Riverhead Networks
- Industry: Computer networking
- Founded: 2000
- Founder: Yehuda Afek, Anat Bremler-Barr, Dan Touitou, and Yuval Rachmilevitz
- Defunct: 2004
- Fate: Acquired
- Successor: Cisco Systems
- Headquarters: Tel Aviv, Israel Cupertino, California
- Products: Network Security
- Number of employees: 120
- Website: rivirhead.com at the Wayback Machine (archived 2004-01-02)

= Riverhead Networks =

Riverhead Networks was a computer security company based in Netanya, Israel and Cupertino, California. The company was acquired by Cisco Systems on March 22, 2004.

==History==
Riverhead Networks was founded by Yehuda Afek, Anat Bremler-Barr, Dan Touitou, and Yuval Rachmilevitz in 2000 in Tel Aviv, Israel. Initial funding was provided by Gemini Israel Funds, KUR ventures, and Intel Investment. On March 22, 2004 Cisco Systems paid $44 million to acquire full control of the company ($5 million of which were Cisco's own round B invested money).
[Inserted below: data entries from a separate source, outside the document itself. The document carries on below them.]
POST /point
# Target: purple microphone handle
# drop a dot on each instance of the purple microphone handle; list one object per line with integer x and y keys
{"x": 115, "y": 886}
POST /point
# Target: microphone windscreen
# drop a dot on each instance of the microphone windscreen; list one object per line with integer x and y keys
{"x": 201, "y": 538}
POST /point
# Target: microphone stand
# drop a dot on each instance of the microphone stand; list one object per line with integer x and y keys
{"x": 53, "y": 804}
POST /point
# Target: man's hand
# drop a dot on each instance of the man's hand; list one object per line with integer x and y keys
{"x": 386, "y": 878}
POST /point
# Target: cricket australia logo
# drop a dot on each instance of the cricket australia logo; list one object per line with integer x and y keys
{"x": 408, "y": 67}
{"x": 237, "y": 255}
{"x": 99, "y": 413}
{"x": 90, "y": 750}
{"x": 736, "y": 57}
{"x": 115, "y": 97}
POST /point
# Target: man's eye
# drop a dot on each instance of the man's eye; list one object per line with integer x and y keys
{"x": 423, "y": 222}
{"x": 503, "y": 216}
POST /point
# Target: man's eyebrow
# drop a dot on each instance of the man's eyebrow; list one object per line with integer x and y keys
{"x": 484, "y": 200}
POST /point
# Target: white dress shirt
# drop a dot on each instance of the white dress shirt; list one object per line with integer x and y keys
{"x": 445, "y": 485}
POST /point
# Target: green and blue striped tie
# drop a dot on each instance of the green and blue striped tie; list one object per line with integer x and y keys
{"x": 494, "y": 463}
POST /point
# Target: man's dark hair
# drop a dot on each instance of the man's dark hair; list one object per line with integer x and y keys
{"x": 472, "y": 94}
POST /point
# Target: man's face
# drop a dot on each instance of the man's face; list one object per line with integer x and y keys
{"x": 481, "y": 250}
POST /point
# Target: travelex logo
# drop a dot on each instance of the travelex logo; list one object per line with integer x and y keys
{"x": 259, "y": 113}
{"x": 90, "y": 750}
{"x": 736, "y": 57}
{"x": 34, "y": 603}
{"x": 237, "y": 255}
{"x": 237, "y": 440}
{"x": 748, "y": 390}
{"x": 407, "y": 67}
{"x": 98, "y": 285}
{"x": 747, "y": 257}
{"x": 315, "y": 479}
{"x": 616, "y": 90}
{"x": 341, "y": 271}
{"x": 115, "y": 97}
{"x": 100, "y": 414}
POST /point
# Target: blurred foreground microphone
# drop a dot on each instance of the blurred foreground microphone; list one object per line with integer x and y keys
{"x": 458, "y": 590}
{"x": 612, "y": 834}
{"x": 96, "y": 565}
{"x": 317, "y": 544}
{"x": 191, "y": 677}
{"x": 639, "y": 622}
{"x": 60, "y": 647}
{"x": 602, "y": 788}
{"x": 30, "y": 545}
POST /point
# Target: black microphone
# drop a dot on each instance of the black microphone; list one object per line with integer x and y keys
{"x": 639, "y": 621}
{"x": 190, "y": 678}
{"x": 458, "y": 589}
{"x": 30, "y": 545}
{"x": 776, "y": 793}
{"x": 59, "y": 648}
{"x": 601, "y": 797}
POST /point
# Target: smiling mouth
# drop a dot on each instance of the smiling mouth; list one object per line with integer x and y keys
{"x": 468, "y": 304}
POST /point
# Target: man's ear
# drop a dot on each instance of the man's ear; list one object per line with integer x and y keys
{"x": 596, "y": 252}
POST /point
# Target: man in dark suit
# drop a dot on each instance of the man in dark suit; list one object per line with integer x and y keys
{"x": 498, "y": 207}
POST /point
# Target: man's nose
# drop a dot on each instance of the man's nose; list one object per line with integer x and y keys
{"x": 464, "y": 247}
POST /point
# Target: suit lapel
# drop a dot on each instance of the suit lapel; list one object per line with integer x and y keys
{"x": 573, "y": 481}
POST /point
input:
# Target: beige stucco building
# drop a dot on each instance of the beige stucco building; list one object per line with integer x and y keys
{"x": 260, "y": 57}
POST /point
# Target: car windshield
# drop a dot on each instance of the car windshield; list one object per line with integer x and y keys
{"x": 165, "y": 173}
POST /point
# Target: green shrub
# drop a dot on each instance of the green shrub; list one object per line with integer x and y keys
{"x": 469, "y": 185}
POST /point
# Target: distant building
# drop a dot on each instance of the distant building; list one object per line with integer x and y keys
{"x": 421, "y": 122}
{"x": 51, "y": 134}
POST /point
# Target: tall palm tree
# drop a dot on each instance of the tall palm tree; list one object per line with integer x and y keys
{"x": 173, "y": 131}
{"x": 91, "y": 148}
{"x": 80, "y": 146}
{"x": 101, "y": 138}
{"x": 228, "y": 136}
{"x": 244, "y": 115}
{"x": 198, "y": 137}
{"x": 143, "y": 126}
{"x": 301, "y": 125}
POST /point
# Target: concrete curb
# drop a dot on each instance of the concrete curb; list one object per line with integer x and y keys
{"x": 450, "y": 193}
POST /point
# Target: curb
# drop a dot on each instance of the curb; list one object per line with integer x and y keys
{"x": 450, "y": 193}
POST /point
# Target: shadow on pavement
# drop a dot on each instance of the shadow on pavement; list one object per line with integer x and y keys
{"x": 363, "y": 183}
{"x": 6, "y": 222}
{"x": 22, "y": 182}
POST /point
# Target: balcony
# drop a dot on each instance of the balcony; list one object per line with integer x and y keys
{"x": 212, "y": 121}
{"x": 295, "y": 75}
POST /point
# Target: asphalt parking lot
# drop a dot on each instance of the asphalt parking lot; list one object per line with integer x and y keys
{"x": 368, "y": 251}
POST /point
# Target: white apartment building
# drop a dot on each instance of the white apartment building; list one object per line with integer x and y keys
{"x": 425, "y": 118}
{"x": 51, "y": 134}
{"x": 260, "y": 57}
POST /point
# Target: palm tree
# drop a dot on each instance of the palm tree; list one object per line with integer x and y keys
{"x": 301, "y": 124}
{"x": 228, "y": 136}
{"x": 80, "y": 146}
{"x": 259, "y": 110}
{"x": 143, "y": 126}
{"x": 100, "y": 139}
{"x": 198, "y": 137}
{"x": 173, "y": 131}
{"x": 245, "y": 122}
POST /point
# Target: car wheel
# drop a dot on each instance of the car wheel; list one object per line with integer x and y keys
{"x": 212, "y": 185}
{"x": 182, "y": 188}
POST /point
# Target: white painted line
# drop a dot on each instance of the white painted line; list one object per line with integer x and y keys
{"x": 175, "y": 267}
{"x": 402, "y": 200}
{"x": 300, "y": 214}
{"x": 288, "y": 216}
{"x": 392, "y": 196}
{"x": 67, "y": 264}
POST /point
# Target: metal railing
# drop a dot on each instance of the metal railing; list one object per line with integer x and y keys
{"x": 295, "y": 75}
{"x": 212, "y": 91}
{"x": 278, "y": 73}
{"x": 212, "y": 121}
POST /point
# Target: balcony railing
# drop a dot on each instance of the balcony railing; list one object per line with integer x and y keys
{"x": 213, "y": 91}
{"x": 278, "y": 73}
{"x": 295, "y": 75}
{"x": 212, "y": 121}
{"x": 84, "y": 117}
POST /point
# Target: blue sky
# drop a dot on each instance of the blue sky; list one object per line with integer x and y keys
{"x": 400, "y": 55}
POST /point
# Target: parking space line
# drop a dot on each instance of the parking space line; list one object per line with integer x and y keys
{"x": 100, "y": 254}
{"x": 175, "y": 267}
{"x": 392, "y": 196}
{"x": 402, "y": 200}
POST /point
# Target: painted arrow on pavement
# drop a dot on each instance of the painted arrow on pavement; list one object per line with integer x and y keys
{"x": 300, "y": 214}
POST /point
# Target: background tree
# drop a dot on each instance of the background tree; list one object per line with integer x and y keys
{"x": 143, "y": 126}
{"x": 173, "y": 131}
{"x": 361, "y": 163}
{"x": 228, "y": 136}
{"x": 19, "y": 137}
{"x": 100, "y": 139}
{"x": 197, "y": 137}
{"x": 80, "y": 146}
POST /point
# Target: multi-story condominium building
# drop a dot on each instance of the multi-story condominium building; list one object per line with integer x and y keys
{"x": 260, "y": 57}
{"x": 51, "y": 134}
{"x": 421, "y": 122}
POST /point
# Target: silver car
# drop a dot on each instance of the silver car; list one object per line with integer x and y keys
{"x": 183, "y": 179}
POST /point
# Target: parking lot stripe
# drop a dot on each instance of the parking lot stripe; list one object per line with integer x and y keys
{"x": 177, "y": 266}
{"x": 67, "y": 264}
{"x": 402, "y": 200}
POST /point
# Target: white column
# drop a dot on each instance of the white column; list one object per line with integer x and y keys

Following the acquisition by Cisco the company's development center was relocated and merged with the existing Cisco Israel Development Center in Netanya

==Technology==
Riverhead Networks provided solutions for Distributed Denial of Service (DDoS) by using a series of complex algorithms to alert and prevent them. Riverhead Networks's technology would allow company's IT systems to continue operating, even in the midst of an unauthorized or DDoS malicious assault.